Mr. Rousteing saw himself, he said. And that, “being a designer at such a young age, despite the fact fashion gave me my dream, there is a price to pay. You trust less people. And for me, because of being left by what should have been my first love, my mother, that was also hard.”
The film does not have a neat, happy ending, laced-up corset-tight and dripping in diamanté. Though the social worker was able to pass Mr. Rousteing’s file to another office, which searched for and found his birth mother — and learned that she was still in France — it could not legally reveal her name. Instead, he was offered the chance to write a letter that the social workers would deliver to her, giving her the opportunity to decide if she wanted to meet him and reveal herself. Mr. Rousteing, still unsure whether his fear of another rejection outweighs his need to understand that rejection in the first place, has not decided what he will do.
In the meantime, he had been forced to revise his own origin story, and assumptions about himself.
‘You Can Have the Dream’
Mr. Rousteing had always, he said, hoped his birth parents were “two young people who were very in love with each other but couldn’t stay together.” He had always assumed he was of mixed race, because of his skin color. Both ideas were wrong. “She was Somalian and he was Ethiopian, which means I am African-African,” Mr. Rousteing said. “I’m black.” It’s discombobulating discovering, in your 30s, that the myths you told yourself your entire life, even if you knew you had made them up, were all wrong.
But, “I don’t want anyone to have pity for me,” Mr. Rousteing said. “I want people to see this as a movie about a fighter who faced the world. There is a real crisis of identity today, it’s hard to be yourself. But maybe the people who see it will understand me more.”
When Ms. Bonnefont first screened the film for Mr. Rousteing, he cried. When Mr. Piombini saw the film (he has since watched it two more times), he also cried, he said. In June, Balmain held a private screening for company shareholders — it is owned by Mayhoola for Investments, the Qatari fund backed by the emir — who, Mr. Piombini said, were very supportive.
But Balmain is a business built, under Mr. Rousteing, on the bulletproofing promise of glamour — and the way it is reflected in his own image. Now that the filters and fantasy have been stripped away, is there a risk the message will seem like a fake?
“Will the film have an effect on our business?” Mr. Piombini asked. “I don’t know and I don’t care. But for sure people will look at Olivier in a different way. Fashion is always trying to be very private, very exclusive about the way they share their life. He did the opposite.”
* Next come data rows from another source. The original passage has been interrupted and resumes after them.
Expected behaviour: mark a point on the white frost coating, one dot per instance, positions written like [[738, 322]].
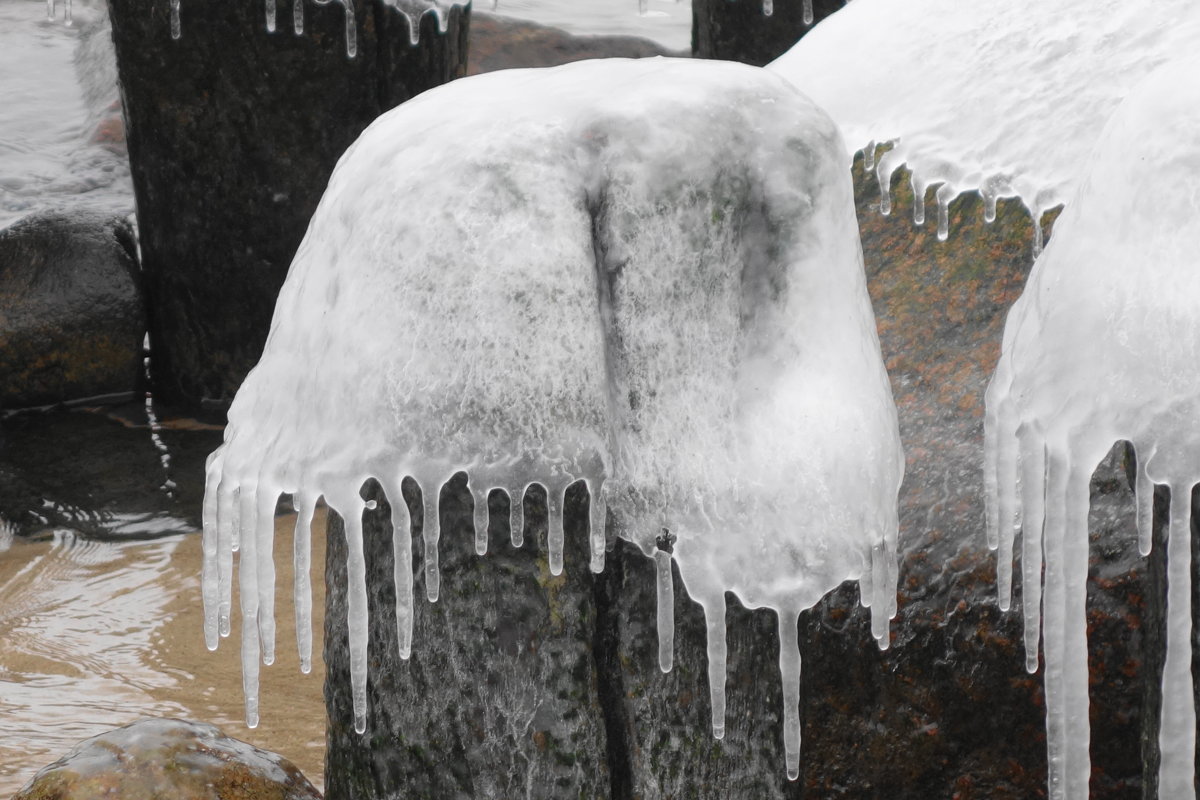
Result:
[[1102, 347], [643, 275], [1005, 96]]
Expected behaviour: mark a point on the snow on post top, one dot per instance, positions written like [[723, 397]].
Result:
[[412, 10], [1006, 98], [641, 275], [1101, 347]]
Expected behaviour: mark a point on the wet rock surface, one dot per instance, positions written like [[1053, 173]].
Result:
[[232, 134], [71, 311], [502, 43], [168, 759], [738, 30], [948, 711]]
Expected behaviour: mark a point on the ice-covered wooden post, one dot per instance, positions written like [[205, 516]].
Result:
[[233, 132], [634, 282]]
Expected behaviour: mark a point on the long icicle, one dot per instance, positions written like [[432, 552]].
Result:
[[1033, 495], [357, 612], [301, 583], [228, 505], [790, 675], [431, 531], [402, 571], [597, 517], [718, 657], [1177, 729], [665, 594], [210, 587], [556, 500], [264, 534], [247, 575]]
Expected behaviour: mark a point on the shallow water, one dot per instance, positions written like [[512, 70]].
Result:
[[53, 146], [100, 633]]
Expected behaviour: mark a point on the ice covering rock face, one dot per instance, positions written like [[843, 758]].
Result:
[[1002, 98], [689, 335], [1102, 347]]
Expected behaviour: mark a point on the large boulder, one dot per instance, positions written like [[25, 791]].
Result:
[[232, 133], [947, 711], [71, 312], [168, 759]]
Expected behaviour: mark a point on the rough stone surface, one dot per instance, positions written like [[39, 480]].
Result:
[[168, 759], [233, 133], [738, 30], [503, 43], [948, 711], [499, 698], [71, 312]]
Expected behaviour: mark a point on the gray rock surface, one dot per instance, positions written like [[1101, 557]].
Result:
[[71, 311]]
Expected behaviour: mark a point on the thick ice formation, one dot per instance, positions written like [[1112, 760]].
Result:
[[645, 275], [1102, 347], [1006, 98], [412, 10]]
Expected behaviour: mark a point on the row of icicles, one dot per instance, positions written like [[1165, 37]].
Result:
[[991, 190]]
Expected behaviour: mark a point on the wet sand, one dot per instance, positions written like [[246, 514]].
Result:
[[100, 633]]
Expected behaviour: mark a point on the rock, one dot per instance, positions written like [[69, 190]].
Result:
[[168, 759], [503, 43], [948, 711], [499, 698], [71, 312], [738, 30], [232, 133]]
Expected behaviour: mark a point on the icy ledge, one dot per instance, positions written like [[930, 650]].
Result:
[[1103, 346], [643, 275], [1005, 98]]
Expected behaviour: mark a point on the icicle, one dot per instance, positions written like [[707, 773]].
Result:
[[1001, 539], [247, 573], [431, 531], [880, 601], [918, 199], [228, 505], [264, 534], [301, 584], [480, 516], [790, 673], [210, 585], [597, 516], [666, 609], [357, 613], [516, 515], [1176, 732], [555, 501], [1145, 498], [402, 571], [989, 203], [1033, 487], [714, 620], [946, 193], [1054, 605], [883, 172], [1077, 763]]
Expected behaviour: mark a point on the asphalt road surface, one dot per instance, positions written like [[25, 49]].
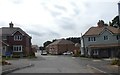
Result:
[[63, 64]]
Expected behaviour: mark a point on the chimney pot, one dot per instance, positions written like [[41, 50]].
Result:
[[11, 25]]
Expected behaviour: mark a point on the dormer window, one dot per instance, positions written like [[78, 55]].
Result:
[[18, 37]]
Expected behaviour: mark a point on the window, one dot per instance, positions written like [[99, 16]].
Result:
[[105, 37], [4, 48], [91, 39], [4, 37], [118, 37], [18, 38], [17, 48]]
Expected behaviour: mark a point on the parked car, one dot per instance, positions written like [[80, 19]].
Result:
[[44, 53]]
And Mr. Rousteing is not done. Later this fall he and Ms. Bonnefont are scheduled to speak at a conference being organized by the French government about revising the national adoption laws to give children more rights to understand whence they came. She is hoping to sell the movie internationally. And Mr. Rousteing is rethinking, a bit, his approach to his job.
“After the movie, I started to like myself more,” he said. “Instead of feeling like we had to fight for everything, instead of having a Balmain Army — us against the world — I want to bring people in. I want everyone to understand you can have the dream, without perfection. Inclusivity is speaking to not only the fashion elite.”
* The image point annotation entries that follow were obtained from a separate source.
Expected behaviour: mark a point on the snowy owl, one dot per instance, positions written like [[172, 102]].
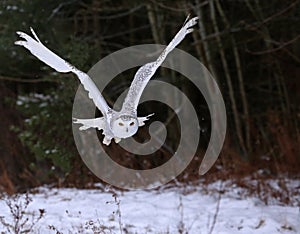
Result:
[[116, 125]]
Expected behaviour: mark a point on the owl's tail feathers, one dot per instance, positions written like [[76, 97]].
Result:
[[37, 48], [98, 123]]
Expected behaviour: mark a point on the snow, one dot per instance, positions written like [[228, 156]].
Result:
[[166, 210]]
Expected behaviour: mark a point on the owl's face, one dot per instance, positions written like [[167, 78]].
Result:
[[124, 126]]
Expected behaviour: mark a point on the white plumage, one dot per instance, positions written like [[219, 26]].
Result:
[[115, 125]]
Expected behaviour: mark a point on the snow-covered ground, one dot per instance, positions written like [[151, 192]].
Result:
[[180, 209]]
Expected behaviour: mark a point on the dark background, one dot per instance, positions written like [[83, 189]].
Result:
[[252, 48]]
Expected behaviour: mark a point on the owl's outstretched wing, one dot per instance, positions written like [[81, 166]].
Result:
[[144, 74], [36, 47]]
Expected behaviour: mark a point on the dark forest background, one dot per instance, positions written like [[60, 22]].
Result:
[[252, 48]]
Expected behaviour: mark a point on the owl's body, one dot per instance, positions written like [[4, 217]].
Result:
[[115, 125]]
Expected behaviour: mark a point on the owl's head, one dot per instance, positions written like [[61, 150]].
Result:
[[124, 126]]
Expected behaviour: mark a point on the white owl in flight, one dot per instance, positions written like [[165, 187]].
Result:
[[115, 125]]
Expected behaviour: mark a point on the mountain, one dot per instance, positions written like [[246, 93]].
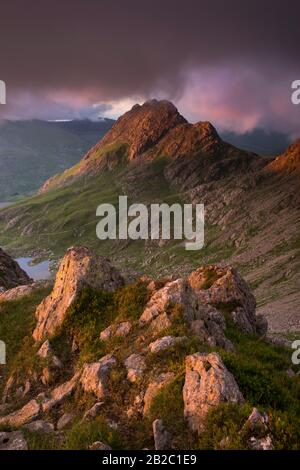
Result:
[[259, 141], [154, 131], [152, 154], [32, 151]]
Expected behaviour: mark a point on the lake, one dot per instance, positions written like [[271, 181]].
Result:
[[5, 204], [37, 272]]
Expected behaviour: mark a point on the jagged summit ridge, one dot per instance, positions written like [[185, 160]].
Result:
[[144, 133]]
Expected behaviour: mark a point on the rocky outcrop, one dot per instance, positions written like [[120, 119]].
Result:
[[40, 426], [203, 319], [11, 275], [12, 441], [28, 413], [78, 269], [164, 343], [17, 292], [136, 366], [95, 376], [173, 293], [154, 388], [207, 384], [65, 420], [225, 289], [60, 393], [99, 445], [117, 330]]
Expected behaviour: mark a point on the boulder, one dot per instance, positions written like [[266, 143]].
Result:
[[12, 441], [265, 443], [257, 422], [136, 366], [164, 343], [116, 330], [224, 287], [45, 350], [162, 438], [93, 412], [98, 445], [154, 388], [28, 413], [17, 292], [207, 384], [65, 420], [94, 376], [11, 273], [176, 292], [79, 268], [60, 393], [40, 426]]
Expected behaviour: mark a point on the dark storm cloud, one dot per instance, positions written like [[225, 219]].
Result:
[[106, 50]]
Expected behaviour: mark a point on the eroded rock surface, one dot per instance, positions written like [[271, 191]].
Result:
[[79, 268], [208, 383], [11, 275], [95, 376], [12, 441]]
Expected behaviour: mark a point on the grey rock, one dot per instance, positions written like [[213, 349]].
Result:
[[136, 366], [162, 438], [40, 426], [12, 441], [65, 420]]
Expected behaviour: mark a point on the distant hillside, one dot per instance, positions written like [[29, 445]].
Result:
[[153, 154], [259, 141], [32, 151]]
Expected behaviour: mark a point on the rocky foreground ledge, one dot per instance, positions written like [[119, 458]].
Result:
[[103, 352]]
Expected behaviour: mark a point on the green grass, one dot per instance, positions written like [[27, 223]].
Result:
[[92, 312], [17, 321], [81, 435]]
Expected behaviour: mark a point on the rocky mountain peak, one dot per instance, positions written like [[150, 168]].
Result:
[[143, 126]]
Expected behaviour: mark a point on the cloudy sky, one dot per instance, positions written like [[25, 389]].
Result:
[[231, 62]]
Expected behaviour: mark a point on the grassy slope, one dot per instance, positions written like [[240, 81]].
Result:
[[267, 224], [259, 369]]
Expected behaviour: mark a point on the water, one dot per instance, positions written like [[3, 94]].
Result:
[[5, 204], [37, 272]]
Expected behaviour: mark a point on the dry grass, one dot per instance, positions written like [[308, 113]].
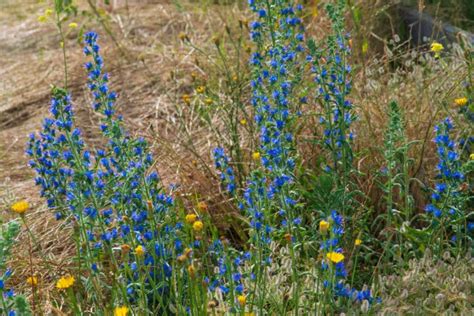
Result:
[[150, 73]]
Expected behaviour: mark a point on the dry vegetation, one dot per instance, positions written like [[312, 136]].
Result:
[[150, 70]]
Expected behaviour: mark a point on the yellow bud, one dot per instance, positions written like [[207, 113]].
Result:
[[323, 226], [198, 226], [460, 101], [42, 19], [242, 300], [191, 218]]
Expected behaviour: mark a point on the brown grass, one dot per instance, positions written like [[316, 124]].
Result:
[[151, 72]]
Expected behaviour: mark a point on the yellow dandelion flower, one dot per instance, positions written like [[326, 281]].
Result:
[[335, 257], [436, 48], [121, 311], [20, 207], [140, 250], [198, 226], [242, 300], [460, 101], [191, 218], [65, 282], [200, 89], [323, 226], [202, 206], [42, 18], [183, 36], [32, 280]]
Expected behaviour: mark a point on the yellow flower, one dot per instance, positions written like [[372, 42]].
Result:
[[125, 248], [140, 250], [436, 48], [191, 218], [33, 281], [198, 226], [335, 257], [186, 99], [121, 311], [200, 89], [365, 46], [183, 36], [256, 155], [323, 226], [242, 300], [460, 101], [202, 206], [65, 282], [187, 252], [42, 18], [20, 207]]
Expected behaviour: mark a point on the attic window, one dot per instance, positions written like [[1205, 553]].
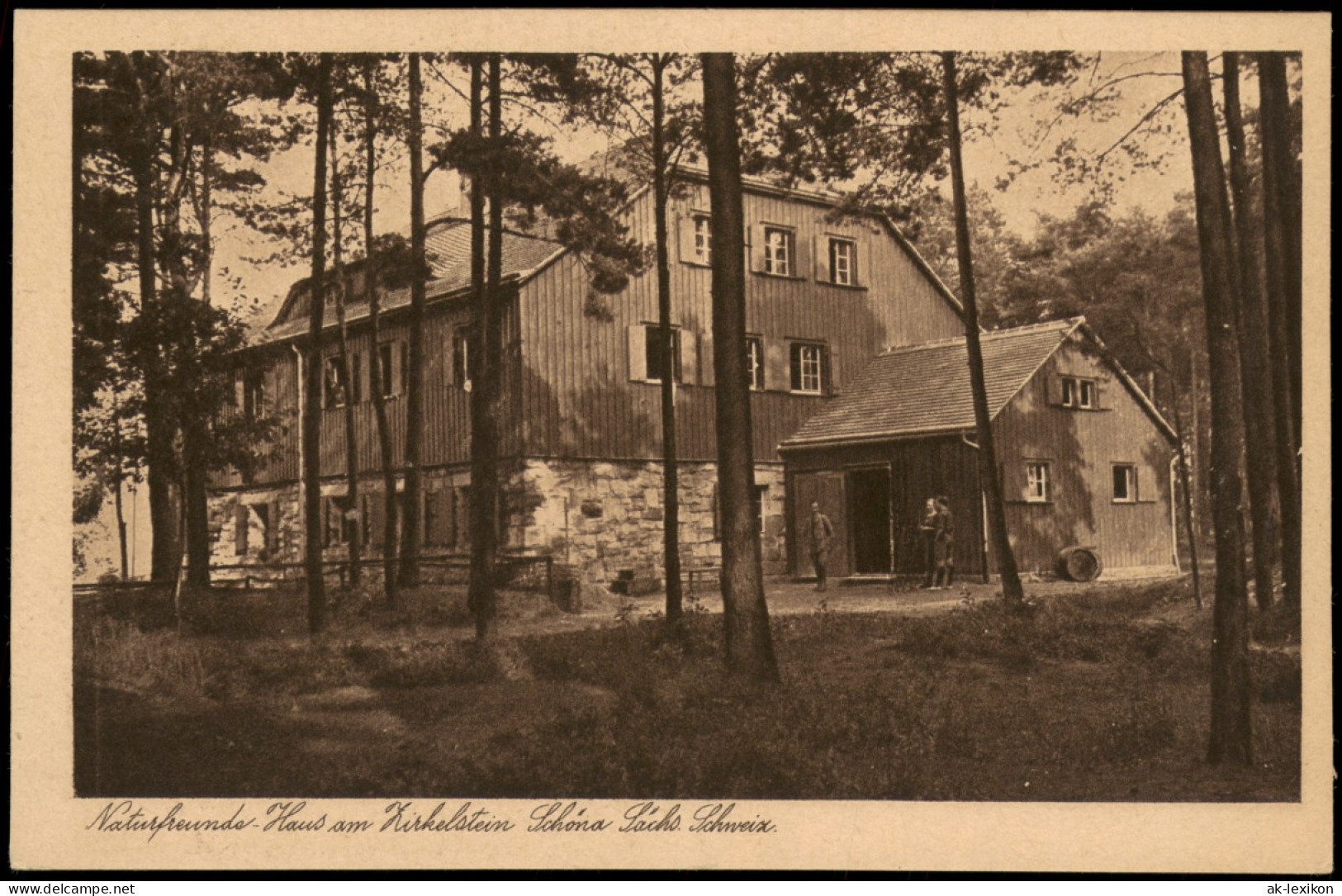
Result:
[[1079, 393]]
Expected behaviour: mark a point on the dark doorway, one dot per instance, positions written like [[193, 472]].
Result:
[[869, 500]]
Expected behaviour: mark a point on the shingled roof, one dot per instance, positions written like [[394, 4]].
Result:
[[448, 247], [925, 388]]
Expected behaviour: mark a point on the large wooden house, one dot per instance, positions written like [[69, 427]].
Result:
[[827, 296]]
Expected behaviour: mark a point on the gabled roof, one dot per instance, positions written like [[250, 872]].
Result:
[[923, 389], [448, 244], [448, 247]]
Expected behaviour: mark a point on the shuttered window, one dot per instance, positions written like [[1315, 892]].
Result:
[[755, 363], [809, 367], [1039, 486], [1125, 483]]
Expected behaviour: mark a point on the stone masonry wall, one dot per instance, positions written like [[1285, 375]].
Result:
[[597, 517], [605, 517]]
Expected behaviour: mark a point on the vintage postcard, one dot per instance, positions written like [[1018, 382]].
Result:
[[671, 439]]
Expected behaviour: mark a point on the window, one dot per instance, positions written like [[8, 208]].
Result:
[[333, 384], [843, 262], [755, 363], [702, 239], [254, 395], [777, 251], [462, 358], [1125, 483], [386, 367], [339, 521], [1037, 486], [1079, 393], [809, 365], [652, 352]]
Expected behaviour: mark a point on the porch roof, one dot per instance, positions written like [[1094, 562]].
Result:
[[925, 389]]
Yet for all the unfashionable truths he lets out, he’s still engaged in one kind of magical thinking. He is hoping he never has to make that decision about contacting his mother. Because he is hoping — sitting in his town car, preparing for a beauty collaboration with Kylie Jenner made for social media — that instead she may go to the movies sometime in the next few weeks, or turn on Canal Plus (the film is scheduled to be shown on the French premium television channel on Oct. 16, for one night only; then be in theaters in November). And that she will see the man her son has become and contact him herself.
If she does, the next part will stay off the screen.